大日本古文書 蜷川家文書之六

本冊には前冊に引き続き附録として、国立公文書館内閣文庫所蔵蜷川家文書第四集・第二十六集の和歌懐紙類、および第二集・十七集・二十集・二十五集・二十七集・二十八集・二十九集の、これまで収載していなかった諸史料を収めた。以上を以て、内閣文庫に「古文書集」の名で所蔵されている、蜷川家文書二十七冊二軸すべての翻刻出版を終えた。なお巻末には、原本との対照の便宜のため、現在原本が架蔵されている形である冊次順に文書目録を掲げた。これは大日本古文書が文書については編年で収め、有職故実書・和歌懐紙類は付録として後にまとめて収載する方針をとったためである。
 次にいくつかの史料について若干の説明を加える。
 最初に収めた和歌・連歌懐紙および歌書類は、蜷川親孝・親俊・親長の手になるものが多く、蜷川家歴代当主が親当・親元親子の後にも、和歌・連歌に通じていたことを示している。このうち附録九七号拾烈集は、続群書類従所収本とは若干の異同がある。また附録一〇八号拾遺愚草は正編中巻の一部で、『新編国歌大観』(第三巻私家集編Ⅰ)の歌番号で一八八三~二〇〇七の部分にあたるが、『国歌大観』底本とは若干の異同があるようである。断簡である附録一〇〇号も、間に四首の欠落があるが、この前の部分に相当する。なお断簡であるなどの理由から、書名等についてさらに検討の必要なものがある。また紙背にあるものなど若干の和歌懐紙類は編年文書の部分にも収めたので、併せて参照いただきたい。

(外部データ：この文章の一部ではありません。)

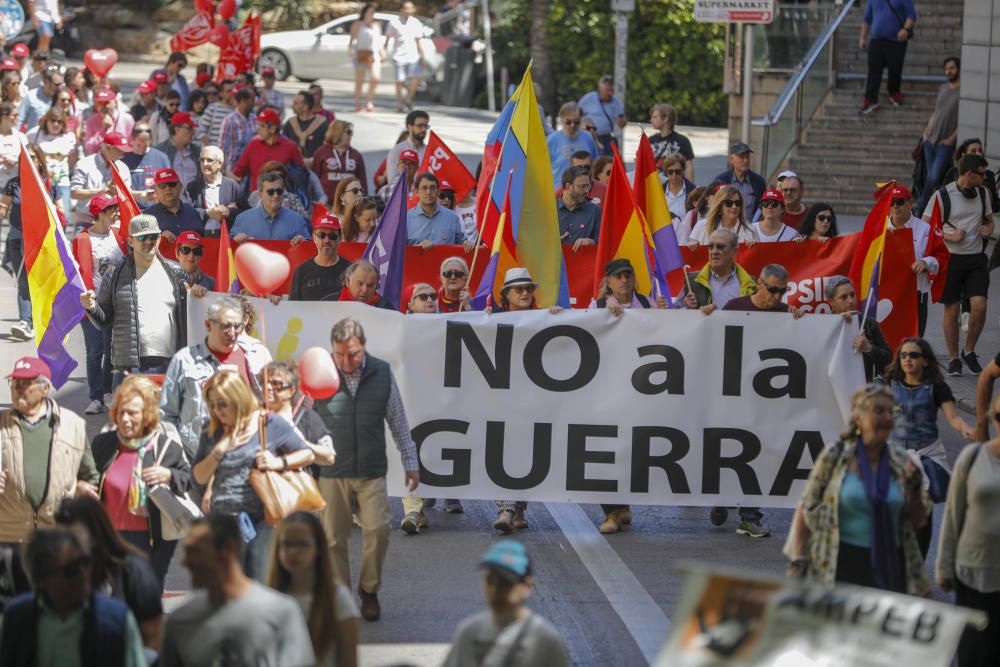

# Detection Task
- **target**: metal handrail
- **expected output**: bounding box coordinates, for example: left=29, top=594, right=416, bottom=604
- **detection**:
left=752, top=0, right=856, bottom=176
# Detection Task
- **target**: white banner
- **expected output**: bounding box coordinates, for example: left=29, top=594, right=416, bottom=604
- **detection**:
left=653, top=568, right=986, bottom=667
left=188, top=296, right=864, bottom=507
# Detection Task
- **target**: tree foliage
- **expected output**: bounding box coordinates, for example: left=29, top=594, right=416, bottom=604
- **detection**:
left=493, top=0, right=728, bottom=126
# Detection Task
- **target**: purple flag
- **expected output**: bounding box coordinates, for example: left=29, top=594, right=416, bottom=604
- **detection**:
left=362, top=178, right=406, bottom=306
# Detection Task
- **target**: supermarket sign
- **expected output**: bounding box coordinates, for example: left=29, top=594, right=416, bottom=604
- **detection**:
left=694, top=0, right=774, bottom=23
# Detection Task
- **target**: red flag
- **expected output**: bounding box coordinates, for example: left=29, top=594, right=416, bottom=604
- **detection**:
left=170, top=12, right=215, bottom=51
left=918, top=197, right=951, bottom=303
left=110, top=164, right=142, bottom=254
left=406, top=130, right=476, bottom=208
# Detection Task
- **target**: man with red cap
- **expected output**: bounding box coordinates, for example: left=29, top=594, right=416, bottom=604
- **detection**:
left=174, top=231, right=215, bottom=292
left=750, top=190, right=798, bottom=243
left=0, top=357, right=99, bottom=551
left=233, top=109, right=305, bottom=192
left=288, top=215, right=350, bottom=301
left=128, top=81, right=160, bottom=123
left=145, top=169, right=205, bottom=243
left=83, top=88, right=135, bottom=155
left=156, top=111, right=201, bottom=187
left=886, top=185, right=950, bottom=338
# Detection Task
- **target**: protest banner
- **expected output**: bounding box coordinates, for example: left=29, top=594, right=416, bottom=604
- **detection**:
left=188, top=297, right=864, bottom=507
left=653, top=566, right=986, bottom=667
left=168, top=229, right=917, bottom=348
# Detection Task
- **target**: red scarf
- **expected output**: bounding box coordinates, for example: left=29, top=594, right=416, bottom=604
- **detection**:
left=340, top=287, right=382, bottom=306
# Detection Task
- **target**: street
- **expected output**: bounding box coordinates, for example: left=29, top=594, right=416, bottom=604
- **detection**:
left=0, top=63, right=1000, bottom=667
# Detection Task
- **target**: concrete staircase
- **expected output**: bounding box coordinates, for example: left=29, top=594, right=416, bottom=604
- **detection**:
left=788, top=0, right=963, bottom=215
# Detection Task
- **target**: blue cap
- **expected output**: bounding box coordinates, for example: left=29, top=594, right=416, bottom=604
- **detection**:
left=479, top=540, right=531, bottom=581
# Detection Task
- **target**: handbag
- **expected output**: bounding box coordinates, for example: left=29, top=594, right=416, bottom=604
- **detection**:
left=250, top=414, right=326, bottom=526
left=146, top=438, right=203, bottom=542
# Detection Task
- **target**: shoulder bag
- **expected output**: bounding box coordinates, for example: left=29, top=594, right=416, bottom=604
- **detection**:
left=250, top=414, right=326, bottom=526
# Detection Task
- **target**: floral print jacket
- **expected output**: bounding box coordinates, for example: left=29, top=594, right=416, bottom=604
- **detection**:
left=800, top=440, right=933, bottom=597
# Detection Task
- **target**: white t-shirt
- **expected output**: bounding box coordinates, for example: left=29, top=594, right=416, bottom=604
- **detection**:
left=385, top=16, right=424, bottom=65
left=292, top=584, right=361, bottom=667
left=87, top=230, right=123, bottom=293
left=135, top=259, right=177, bottom=357
left=750, top=221, right=798, bottom=243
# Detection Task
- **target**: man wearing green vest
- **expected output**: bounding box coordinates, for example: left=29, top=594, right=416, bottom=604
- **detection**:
left=314, top=318, right=420, bottom=621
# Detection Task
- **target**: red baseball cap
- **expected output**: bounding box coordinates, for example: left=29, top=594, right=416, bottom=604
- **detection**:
left=103, top=132, right=132, bottom=150
left=153, top=169, right=181, bottom=185
left=7, top=357, right=52, bottom=380
left=170, top=111, right=194, bottom=129
left=889, top=185, right=913, bottom=199
left=87, top=192, right=118, bottom=218
left=94, top=88, right=115, bottom=104
left=174, top=230, right=203, bottom=248
left=313, top=214, right=340, bottom=231
left=257, top=109, right=281, bottom=125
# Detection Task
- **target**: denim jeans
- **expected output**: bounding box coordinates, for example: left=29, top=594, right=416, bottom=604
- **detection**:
left=80, top=317, right=111, bottom=401
left=920, top=141, right=955, bottom=210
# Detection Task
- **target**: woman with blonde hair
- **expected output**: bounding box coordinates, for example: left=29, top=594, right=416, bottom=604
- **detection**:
left=688, top=185, right=760, bottom=250
left=267, top=512, right=359, bottom=667
left=91, top=375, right=191, bottom=589
left=192, top=370, right=313, bottom=581
left=312, top=120, right=368, bottom=205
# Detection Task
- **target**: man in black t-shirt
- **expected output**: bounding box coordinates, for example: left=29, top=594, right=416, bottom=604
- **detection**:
left=649, top=102, right=695, bottom=183
left=288, top=215, right=350, bottom=301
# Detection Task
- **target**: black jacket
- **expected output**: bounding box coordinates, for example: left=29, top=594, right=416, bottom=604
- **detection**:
left=87, top=253, right=187, bottom=368
left=90, top=431, right=191, bottom=543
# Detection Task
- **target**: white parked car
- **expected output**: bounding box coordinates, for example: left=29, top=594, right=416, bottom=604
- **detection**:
left=258, top=12, right=444, bottom=83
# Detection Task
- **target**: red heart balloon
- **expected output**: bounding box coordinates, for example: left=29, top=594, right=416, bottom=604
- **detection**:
left=234, top=243, right=292, bottom=296
left=208, top=23, right=229, bottom=49
left=299, top=347, right=340, bottom=399
left=83, top=49, right=118, bottom=77
left=217, top=0, right=236, bottom=21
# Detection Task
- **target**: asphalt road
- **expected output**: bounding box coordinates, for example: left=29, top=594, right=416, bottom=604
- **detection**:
left=0, top=64, right=1000, bottom=666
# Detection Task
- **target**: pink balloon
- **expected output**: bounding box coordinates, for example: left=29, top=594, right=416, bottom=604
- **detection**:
left=208, top=23, right=229, bottom=49
left=216, top=0, right=236, bottom=21
left=83, top=49, right=118, bottom=77
left=234, top=243, right=292, bottom=296
left=299, top=347, right=340, bottom=399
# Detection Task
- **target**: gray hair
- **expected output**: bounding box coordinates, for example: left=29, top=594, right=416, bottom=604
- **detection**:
left=708, top=227, right=740, bottom=248
left=823, top=274, right=854, bottom=301
left=330, top=317, right=367, bottom=345
left=205, top=296, right=243, bottom=321
left=760, top=264, right=788, bottom=281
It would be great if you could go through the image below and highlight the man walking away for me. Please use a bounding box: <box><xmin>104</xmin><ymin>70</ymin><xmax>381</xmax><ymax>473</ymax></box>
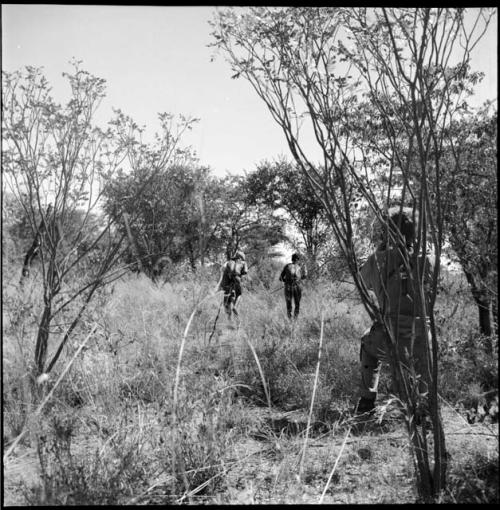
<box><xmin>219</xmin><ymin>251</ymin><xmax>248</xmax><ymax>319</ymax></box>
<box><xmin>357</xmin><ymin>207</ymin><xmax>432</xmax><ymax>424</ymax></box>
<box><xmin>280</xmin><ymin>253</ymin><xmax>307</xmax><ymax>319</ymax></box>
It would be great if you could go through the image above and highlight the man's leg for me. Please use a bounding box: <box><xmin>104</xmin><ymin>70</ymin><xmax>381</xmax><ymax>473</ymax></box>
<box><xmin>357</xmin><ymin>324</ymin><xmax>386</xmax><ymax>413</ymax></box>
<box><xmin>293</xmin><ymin>285</ymin><xmax>302</xmax><ymax>318</ymax></box>
<box><xmin>233</xmin><ymin>285</ymin><xmax>241</xmax><ymax>315</ymax></box>
<box><xmin>224</xmin><ymin>289</ymin><xmax>232</xmax><ymax>318</ymax></box>
<box><xmin>285</xmin><ymin>285</ymin><xmax>292</xmax><ymax>319</ymax></box>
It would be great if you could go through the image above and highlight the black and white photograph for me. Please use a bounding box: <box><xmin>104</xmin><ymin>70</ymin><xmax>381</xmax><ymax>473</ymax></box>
<box><xmin>0</xmin><ymin>4</ymin><xmax>499</xmax><ymax>507</ymax></box>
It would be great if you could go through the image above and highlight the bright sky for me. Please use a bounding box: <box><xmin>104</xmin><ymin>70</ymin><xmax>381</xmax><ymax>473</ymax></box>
<box><xmin>2</xmin><ymin>4</ymin><xmax>498</xmax><ymax>175</ymax></box>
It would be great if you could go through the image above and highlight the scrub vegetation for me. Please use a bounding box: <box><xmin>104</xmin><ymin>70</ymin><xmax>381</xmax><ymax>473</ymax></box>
<box><xmin>3</xmin><ymin>264</ymin><xmax>498</xmax><ymax>505</ymax></box>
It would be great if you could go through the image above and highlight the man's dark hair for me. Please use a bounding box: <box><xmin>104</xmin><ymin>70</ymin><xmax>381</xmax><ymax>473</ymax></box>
<box><xmin>388</xmin><ymin>210</ymin><xmax>415</xmax><ymax>248</ymax></box>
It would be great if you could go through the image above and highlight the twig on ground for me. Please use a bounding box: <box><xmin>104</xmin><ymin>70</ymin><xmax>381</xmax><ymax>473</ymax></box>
<box><xmin>299</xmin><ymin>312</ymin><xmax>324</xmax><ymax>480</ymax></box>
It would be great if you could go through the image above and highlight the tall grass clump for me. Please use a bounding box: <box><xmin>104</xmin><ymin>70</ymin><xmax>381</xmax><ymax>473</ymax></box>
<box><xmin>230</xmin><ymin>278</ymin><xmax>366</xmax><ymax>415</ymax></box>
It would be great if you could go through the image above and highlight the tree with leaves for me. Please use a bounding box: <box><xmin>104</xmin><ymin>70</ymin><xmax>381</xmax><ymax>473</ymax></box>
<box><xmin>2</xmin><ymin>62</ymin><xmax>129</xmax><ymax>376</ymax></box>
<box><xmin>442</xmin><ymin>104</ymin><xmax>498</xmax><ymax>342</ymax></box>
<box><xmin>213</xmin><ymin>7</ymin><xmax>491</xmax><ymax>501</ymax></box>
<box><xmin>247</xmin><ymin>159</ymin><xmax>329</xmax><ymax>267</ymax></box>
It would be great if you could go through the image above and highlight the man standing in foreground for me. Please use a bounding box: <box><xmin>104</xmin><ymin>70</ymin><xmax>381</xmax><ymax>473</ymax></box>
<box><xmin>280</xmin><ymin>253</ymin><xmax>307</xmax><ymax>319</ymax></box>
<box><xmin>219</xmin><ymin>251</ymin><xmax>248</xmax><ymax>319</ymax></box>
<box><xmin>356</xmin><ymin>207</ymin><xmax>432</xmax><ymax>415</ymax></box>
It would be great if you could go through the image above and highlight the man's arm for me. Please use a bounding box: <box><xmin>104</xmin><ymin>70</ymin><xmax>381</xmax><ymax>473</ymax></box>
<box><xmin>359</xmin><ymin>254</ymin><xmax>374</xmax><ymax>290</ymax></box>
<box><xmin>240</xmin><ymin>261</ymin><xmax>248</xmax><ymax>276</ymax></box>
<box><xmin>302</xmin><ymin>266</ymin><xmax>307</xmax><ymax>280</ymax></box>
<box><xmin>280</xmin><ymin>264</ymin><xmax>288</xmax><ymax>282</ymax></box>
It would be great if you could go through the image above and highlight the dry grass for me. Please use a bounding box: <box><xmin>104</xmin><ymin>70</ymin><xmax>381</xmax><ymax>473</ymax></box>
<box><xmin>3</xmin><ymin>268</ymin><xmax>498</xmax><ymax>505</ymax></box>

 次に附録一〇九号~一一七号は、言葉や和歌などの覚書、辞書の抜書、習書等からなるまさに雑記である。これらは平家物語を書写した際の反故紙を、紙背を表にした折紙として横帳に仕立て再利用したものらしく、附録一一〇号に「聞書色々 文亀二」とあるのが表題にあたるとも考えられる。もしそうだとすれば、文亀年間は親孝の代にあたり、前冊に収めた附録七八号と同様な性格を持つ史料といえよう。雑記のなかには、文書に頻繁に用いられる言い回し等が列挙されている部分もあり、政所代として文書の起草にあたる蜷川氏の手控えとしてこれらの雑記が書かれた事を推測できる。おそらくこのようなメモから、次第に整った故実書が作られていくのであろうが、この雑記自体、かなで付された読みは一種の古辞書としての意味を持ち貴重である。
 附録一二〇号は末尾に「根本世鏡抄」とあるが、続群書類従所収の「世鏡抄」などには同様の部分をみつけることができず、出典についてはさらに究明する必要があろう。
 附録一三六号~一四二号は河童に関する聞書類を集めたものである。江戸時代の中期以降、知識人の間で一種の博物学と称してもよいような嗜好が顕著となってくるが、河童といった空想上の動物に対する関心とそれに関する書物の流布も、そのような嗜好の一環として理解できよう。その担い手の一人として、蜷川氏といった旗本層がいたことを示している点で、これらの史料は興味深い。四冊目に収載した考古学的遺物に対する関心を示す史料(九〇〇号~九〇三号)とともに、近世知識人のあり方を考える際の一つの素材となろう。なお、中村禎里『河童の日本史』(日本エディタースクール出版部、一九九六年)には、近世の諸史料に登場する河童図像の系統的研究や、河童文献の書誌的研究が収められており、本冊収載史料の性格を知る上で参考になる。
 附録一四三号は、梵字がかなりの部分を占めるため写真掲載とし、附録一四六号も、竹尺本体の表裏の写真を掲げた。この竹尺は厳密には文書とはいえないが、第二九冊はこの一点のみで、表紙内側に貼り付けられた袋にはいっている。蜷川家文書第一冊の刊行から十四年、準備期間も含めると二十年近くという長期にわたって、文書の借用などにおいて格別のご配慮を賜った国立公文書館内閣文庫に対し、厚く感謝の意を表する。